N° 1885, 26 février 1986 (du 1er au 7 mars 1986)
Il vient de rallumer la Guerre de cent ans et la prude Albion tremble d’indignation sous les outrages de sa chanson Miss Maggie. Mais connaît-on bien Renaud par qui le scandale arrive ? Bon père de famille, médiocre pêcheur à la ligne et mauvais perdant au scrabble, en fait, il aime tout le monde.
Il fait les gros titres, et les gros tubes, Renaud. Et ne joue pour autant, ni les gros bras (il aurait du mal, pauv-moineau !) ni les grosses têtes, ni les faux modestes.
Allure de minot (gamin…), toujours pélot, moins timide qu’à ses débuts, plus rigolo et plus rigolard mais la « chetron sauvage » des affiches est bien sage et il n’est pas dupe, malgré ses côtés naïfs, du vacarme qu’il provoque.
Ça tombe bien, parce que les trompettes de la renommée finiraient presque par cacher sa petite musique à lui. Et l’arbre, la forêt. A disséquer à longueur d’ondes et de colonnes Miss Maggie (chanson anti-anglaise ou chanson anti-mecs ?) on oublie qu’elle n’est pas la mieux écrite d’un album qui s’appelle Mistral gagnant.
— Sautons Miss Maggie…
— Shocking !
— … Miss Maggie, chanson dont on a abondamment parlé…
— Au contraire, parlons-en ! Enfin. juste un peu. Je l’ai écrite après le massacre du stade du Heysel. El je l’ai écrit pour les femmes. Maigre ma réputation de misogyne…
— ??
— Oui, il parait que je suis odieux, c’est même sûr. Une vraie teigne. Mais j’aime tout le monde en fait, surtout les femmes, parce que leur connerie à elles ne s’exprime pas par la violence, sauf cas d’espèce, suivez mon regard.

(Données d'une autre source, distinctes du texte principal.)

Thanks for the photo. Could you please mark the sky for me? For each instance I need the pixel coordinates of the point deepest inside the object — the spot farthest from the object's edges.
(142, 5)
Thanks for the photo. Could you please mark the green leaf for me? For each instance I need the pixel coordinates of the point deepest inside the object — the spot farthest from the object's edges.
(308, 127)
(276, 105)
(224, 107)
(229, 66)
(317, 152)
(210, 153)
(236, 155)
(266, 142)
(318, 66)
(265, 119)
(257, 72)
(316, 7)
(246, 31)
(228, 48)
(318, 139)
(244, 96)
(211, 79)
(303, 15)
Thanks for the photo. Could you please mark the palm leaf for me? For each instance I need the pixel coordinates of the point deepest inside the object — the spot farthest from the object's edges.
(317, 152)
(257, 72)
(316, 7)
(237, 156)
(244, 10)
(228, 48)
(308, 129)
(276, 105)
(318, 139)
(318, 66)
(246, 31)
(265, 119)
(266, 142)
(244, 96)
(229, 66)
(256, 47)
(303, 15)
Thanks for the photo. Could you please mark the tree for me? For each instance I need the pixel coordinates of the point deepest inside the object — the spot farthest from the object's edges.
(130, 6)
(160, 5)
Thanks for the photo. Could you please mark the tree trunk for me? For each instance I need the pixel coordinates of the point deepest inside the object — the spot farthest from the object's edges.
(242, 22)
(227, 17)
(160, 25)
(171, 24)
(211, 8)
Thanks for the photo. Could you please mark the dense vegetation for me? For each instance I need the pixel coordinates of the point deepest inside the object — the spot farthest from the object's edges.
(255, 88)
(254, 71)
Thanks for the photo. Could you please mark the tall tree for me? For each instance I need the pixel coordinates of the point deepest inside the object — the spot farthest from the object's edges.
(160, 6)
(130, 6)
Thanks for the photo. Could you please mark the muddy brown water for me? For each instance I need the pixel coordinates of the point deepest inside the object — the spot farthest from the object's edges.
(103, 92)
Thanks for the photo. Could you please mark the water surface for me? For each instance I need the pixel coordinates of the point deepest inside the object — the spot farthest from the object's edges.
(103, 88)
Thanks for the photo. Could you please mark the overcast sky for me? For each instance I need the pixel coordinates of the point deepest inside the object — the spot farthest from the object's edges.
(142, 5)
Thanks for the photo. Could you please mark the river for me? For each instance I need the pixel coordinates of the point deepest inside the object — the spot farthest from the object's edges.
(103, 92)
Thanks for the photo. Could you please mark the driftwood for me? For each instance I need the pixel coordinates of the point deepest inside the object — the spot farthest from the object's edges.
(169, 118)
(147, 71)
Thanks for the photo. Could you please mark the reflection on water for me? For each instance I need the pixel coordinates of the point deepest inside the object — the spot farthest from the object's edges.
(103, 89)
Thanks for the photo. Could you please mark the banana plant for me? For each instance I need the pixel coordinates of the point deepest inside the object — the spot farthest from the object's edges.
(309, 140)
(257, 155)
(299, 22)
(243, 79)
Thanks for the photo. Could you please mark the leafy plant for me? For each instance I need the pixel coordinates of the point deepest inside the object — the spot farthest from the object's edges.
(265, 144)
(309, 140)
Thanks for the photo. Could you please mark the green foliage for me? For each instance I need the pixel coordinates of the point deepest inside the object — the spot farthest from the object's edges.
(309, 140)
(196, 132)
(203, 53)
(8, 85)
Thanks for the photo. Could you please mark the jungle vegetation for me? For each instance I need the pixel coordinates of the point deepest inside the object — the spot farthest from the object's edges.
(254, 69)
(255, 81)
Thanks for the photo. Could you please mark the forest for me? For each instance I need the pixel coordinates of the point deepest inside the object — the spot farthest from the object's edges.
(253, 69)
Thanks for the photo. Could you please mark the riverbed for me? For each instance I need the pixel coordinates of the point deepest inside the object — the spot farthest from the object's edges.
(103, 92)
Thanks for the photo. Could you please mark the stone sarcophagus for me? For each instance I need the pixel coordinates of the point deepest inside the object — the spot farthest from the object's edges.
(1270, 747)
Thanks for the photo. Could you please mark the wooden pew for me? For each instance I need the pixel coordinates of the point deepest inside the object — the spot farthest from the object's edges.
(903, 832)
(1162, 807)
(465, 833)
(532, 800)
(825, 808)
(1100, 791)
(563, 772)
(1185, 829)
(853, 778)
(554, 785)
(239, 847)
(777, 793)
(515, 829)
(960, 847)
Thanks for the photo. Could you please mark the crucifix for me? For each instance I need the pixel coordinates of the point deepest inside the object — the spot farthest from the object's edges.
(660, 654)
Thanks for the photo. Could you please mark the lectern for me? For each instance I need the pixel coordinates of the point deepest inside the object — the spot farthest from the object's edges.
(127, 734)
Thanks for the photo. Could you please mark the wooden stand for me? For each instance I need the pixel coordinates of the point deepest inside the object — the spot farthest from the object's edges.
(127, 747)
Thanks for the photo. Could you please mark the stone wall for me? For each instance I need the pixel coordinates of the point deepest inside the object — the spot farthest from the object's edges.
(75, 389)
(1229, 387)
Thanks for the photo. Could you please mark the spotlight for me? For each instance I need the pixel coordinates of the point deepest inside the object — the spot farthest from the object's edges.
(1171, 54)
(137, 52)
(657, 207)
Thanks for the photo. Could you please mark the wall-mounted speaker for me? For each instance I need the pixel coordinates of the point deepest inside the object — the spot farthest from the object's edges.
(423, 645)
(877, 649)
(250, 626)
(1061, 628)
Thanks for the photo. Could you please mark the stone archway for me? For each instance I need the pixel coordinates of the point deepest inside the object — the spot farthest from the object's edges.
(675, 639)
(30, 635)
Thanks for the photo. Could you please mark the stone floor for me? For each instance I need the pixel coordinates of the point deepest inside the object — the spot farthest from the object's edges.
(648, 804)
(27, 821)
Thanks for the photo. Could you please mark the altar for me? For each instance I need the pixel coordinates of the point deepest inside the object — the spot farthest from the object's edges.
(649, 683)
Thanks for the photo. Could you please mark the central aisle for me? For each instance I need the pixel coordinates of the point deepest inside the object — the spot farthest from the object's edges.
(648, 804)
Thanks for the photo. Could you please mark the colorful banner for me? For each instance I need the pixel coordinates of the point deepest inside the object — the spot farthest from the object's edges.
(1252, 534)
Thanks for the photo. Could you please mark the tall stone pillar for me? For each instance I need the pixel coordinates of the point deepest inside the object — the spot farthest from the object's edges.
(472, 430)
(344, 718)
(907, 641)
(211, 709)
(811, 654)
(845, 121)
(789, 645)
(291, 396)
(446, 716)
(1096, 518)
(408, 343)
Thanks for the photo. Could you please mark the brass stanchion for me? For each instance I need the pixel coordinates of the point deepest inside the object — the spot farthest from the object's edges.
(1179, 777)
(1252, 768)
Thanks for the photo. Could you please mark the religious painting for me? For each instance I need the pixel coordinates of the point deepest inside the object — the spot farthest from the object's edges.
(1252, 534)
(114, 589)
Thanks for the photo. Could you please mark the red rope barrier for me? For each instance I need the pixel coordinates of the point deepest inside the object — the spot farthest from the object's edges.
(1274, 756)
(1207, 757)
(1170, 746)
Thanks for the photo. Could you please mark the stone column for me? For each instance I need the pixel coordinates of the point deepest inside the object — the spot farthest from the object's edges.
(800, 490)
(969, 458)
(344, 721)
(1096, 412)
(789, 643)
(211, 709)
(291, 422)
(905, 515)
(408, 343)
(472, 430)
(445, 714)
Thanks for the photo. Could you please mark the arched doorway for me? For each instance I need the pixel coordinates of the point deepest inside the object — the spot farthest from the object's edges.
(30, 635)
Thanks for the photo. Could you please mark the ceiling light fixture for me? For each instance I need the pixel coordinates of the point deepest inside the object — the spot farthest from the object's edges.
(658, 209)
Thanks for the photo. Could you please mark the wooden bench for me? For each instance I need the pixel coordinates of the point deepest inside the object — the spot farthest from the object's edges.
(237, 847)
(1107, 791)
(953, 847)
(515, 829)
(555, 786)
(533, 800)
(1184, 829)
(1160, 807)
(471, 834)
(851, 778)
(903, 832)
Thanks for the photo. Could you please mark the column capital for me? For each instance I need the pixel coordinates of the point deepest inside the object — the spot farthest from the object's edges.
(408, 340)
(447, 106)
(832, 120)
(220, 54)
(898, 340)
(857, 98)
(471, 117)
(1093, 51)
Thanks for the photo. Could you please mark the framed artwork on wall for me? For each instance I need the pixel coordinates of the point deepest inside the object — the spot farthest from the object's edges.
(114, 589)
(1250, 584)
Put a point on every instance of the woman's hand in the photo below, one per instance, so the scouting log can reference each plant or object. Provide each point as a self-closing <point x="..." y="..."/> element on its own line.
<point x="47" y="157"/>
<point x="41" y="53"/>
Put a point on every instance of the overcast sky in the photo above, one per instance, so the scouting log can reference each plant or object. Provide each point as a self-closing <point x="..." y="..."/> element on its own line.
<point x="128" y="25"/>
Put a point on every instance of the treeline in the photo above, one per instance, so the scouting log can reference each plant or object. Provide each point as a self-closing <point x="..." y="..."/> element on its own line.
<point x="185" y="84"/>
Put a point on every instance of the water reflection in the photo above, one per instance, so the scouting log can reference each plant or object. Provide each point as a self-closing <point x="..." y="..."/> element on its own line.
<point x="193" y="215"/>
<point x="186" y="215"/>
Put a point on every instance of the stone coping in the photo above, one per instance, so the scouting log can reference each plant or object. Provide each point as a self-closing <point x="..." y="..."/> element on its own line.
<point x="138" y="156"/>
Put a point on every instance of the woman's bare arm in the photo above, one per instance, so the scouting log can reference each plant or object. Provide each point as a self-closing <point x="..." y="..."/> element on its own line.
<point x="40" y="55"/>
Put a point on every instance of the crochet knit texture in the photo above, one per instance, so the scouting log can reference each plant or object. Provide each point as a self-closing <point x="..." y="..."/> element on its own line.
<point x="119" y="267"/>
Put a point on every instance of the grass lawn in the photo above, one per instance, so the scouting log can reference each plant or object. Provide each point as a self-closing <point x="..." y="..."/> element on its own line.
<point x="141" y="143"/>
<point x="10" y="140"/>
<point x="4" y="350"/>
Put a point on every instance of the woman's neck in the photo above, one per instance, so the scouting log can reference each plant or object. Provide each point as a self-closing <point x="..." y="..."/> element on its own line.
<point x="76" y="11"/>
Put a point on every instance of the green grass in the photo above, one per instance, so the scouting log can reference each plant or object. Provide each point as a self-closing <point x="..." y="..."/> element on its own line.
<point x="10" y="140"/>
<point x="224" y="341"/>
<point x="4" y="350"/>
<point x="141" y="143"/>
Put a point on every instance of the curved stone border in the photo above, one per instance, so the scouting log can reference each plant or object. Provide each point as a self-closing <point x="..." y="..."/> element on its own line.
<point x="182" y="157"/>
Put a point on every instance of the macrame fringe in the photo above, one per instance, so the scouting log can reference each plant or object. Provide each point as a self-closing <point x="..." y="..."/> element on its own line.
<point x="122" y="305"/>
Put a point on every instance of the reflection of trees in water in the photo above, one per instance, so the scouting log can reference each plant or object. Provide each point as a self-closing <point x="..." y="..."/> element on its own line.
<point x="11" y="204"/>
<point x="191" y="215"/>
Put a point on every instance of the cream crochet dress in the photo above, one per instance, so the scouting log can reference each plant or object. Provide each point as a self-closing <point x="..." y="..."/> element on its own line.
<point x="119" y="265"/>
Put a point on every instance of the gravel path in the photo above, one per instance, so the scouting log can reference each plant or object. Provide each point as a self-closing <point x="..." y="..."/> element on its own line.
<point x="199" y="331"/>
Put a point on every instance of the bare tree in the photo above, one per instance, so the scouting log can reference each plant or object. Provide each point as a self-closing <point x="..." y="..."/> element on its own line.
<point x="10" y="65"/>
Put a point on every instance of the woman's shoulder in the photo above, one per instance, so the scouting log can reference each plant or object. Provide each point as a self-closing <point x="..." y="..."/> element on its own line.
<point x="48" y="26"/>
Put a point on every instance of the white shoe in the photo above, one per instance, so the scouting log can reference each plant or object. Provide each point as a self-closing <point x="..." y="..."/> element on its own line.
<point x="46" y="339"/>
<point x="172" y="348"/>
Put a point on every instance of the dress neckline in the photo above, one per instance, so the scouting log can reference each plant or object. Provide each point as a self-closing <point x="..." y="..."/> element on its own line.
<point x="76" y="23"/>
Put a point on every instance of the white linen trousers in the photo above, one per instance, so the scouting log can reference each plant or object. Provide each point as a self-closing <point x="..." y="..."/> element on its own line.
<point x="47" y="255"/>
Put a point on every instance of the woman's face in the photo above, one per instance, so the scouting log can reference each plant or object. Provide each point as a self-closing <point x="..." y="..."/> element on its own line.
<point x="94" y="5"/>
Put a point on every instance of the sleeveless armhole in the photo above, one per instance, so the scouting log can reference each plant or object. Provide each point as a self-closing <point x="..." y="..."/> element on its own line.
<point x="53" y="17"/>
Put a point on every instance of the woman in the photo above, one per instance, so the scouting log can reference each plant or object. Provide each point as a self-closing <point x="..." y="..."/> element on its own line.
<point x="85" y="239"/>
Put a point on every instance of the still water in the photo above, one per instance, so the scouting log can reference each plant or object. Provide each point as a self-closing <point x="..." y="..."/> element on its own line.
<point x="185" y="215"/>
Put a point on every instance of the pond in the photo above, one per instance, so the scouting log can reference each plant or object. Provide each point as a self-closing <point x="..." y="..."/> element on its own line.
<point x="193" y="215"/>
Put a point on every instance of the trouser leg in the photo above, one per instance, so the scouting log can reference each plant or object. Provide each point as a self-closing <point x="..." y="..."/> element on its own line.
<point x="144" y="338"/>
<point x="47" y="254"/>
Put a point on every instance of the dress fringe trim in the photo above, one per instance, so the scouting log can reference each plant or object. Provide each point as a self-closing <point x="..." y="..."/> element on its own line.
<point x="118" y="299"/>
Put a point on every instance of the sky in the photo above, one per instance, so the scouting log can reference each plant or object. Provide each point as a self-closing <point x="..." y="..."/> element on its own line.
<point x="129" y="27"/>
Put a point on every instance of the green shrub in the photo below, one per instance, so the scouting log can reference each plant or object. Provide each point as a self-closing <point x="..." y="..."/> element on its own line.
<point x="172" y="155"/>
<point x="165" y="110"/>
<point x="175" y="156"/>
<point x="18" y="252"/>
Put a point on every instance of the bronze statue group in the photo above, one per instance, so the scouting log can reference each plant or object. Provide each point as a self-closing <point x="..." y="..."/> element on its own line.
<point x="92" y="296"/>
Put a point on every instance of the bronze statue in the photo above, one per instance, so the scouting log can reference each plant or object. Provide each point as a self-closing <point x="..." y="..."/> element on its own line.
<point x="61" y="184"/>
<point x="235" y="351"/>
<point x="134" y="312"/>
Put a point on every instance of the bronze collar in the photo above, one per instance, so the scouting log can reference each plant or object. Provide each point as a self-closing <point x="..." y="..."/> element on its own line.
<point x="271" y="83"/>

Mais je n’ai pas touché aux joyaux de la couronne, à la reine d’Angleterre. Qu’est-ce que ça aurait été ! Et d’ailleurs, une copine m’a dit que dans les pubs, les Anglais se marrent et trinquent à ma santé quand ils entendent la chanson.
— A la vôtre ! Chanson suivante : Mistral gagnant. C’est le nom d’une friandise appréciée dans votre petite enfance, et disparue, comme elle…
— Avec ma gosse, j’ai pris un coup de vieux. Je la regarde, je regarde ses copines : je suis devenue un témoin de l’enfance… j’ai toujours été attiré par les « simples d’esprit », qui n’ont pas de soucis mas qui ont de la bonté.
Plus jeune, forcément, je fréquentais plus les gamins à mobylette que les gamines à tricycle. Mais je n’allais pas chanter les « mob» » toute ma vie. Aujourd’hui, je suis père de famille et ce thème-là m’est plus cher que les histoires de baston et de bistrot d’autrefois.
— La Pêche à la ligne est un thème plus surprenant.
— Mais j’adore ça ! J’ai commencé sur mon bateau, à pêcher à la traîne. Maintenant, je continue, en rivière et sur lac. Je ne prends rien. Ou pas grand-chose : un brochet en huit mois. Peu importe, ce n’est pas le but. On pêche pour l’espoir, l’attente. Et quand ça mord, c’est tellement jouissif ! Et plus jouissif encore, quand le poisson se décroche.
— Nous avez gobé l’hameçon, je tire sur la bobinette…
— C’est pas du tout adéquat, le vocabulaire, vous n‘y connaissez rien, ma pauv’dame.
— … Et donc, hors la pêche, quels sont vos loisirs favoris ?
— … (moue perplexe)
— Par exemple. qu’est-ce que vous avez lu, écouté, vu au cinéma ou au spectacle ces derniers temps ?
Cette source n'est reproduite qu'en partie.